In short, as demonstrated by the sensitivity analysis, the cut-off point chosen for the primary analysis had little influence on the conclusions. This is probably because, in most cases, the samples were dominated by sequences from a single known uropathogen or had very low abundance of a variety of organisms that, in previous studies, had been detected in urine samples of asymptomatic people.14

The findings only apply directly to children who undergo bladder catheterization to rule out UTI; A higher limit for urine culture may be necessary if there is more contamination, for example related to the collection method. The authors did not use preservatives before freezing the samples; However, the samples were never left at room temperature, and the results do not suggest bias due to the approach they used.

The clinical laboratory did not report accurate colony counts for conventional urine cultures; This could have been useful to locate the threshold count less than 50,000 CFU/mL that best optimized the sensitivity and specificity of the urine culture. The majority of UTIs in this sample were caused by E. coli .

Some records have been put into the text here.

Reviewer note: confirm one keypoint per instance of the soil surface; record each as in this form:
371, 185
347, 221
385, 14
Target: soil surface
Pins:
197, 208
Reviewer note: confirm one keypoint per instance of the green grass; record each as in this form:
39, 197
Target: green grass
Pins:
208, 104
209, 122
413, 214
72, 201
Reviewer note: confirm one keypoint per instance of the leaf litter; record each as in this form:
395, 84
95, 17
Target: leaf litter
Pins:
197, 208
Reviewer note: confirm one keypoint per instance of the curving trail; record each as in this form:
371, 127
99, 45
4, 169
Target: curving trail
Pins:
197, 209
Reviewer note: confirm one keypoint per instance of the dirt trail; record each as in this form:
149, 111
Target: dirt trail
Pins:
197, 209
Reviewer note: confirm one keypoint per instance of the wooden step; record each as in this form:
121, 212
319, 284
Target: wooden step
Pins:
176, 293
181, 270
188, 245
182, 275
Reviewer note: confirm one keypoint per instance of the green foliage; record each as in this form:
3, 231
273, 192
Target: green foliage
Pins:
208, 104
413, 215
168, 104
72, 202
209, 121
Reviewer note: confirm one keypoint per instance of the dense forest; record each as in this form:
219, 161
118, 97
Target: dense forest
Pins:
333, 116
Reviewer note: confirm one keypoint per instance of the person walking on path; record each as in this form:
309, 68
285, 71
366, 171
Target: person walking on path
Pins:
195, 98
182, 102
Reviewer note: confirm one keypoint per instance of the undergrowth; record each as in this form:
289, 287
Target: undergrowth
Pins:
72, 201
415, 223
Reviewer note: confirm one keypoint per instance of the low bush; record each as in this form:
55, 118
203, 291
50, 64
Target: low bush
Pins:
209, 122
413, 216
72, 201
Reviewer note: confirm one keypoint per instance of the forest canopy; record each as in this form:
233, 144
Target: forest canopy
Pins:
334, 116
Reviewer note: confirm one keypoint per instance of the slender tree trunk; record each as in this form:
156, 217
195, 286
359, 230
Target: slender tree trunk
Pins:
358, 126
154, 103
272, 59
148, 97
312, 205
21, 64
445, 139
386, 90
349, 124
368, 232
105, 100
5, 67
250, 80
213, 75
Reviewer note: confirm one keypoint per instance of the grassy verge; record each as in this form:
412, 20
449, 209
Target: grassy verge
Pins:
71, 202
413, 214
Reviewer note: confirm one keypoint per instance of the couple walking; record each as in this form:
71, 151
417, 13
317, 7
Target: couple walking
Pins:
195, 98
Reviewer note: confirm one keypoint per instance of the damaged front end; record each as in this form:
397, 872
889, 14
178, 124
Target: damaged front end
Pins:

Larger studies are needed to further examine the accuracy of colony count thresholds for less common uropathogens.

Finally, 16S sequencing, although less biased than urine culture, may be subject to certain biases, especially when the biomass in the samples is relatively low17; however, these biases are unlikely to change the observed pattern from one in which many organisms are present at relatively low abundances to that in which the sample is dominated by 1 organism.

Strengths of the study included the consecutive enrollment of symptomatic children with suspected UTI, the use of a reference standard based on previous data, the performance of the index test and the reference standard in all included children, the use of clinical definitions a priori, the use of positive and negative controls during extraction and sequencing, and the use of a validated sequencing approach.

Inevitably, lowering the threshold for UTI diagnosis from 50,000 CFU/mL to 10,000 CFU/mL will increase the number of children falsely labeled as having UTI. However, this is appropriate because (1) the number of children falsely labeled as having a UTI will be less than the number of children with missed UTIs that will be discovered, and (2) the negative consequences of missing a febrile UTI generally outweigh those of prescribe an additional course of antimicrobial agents.

In conclusion, using 16S sequencing as the reference standard, they found preliminary empirical evidence supporting the use of a cutoff of 10,000 CFU/mL for the diagnosis of UTI in young children with fever.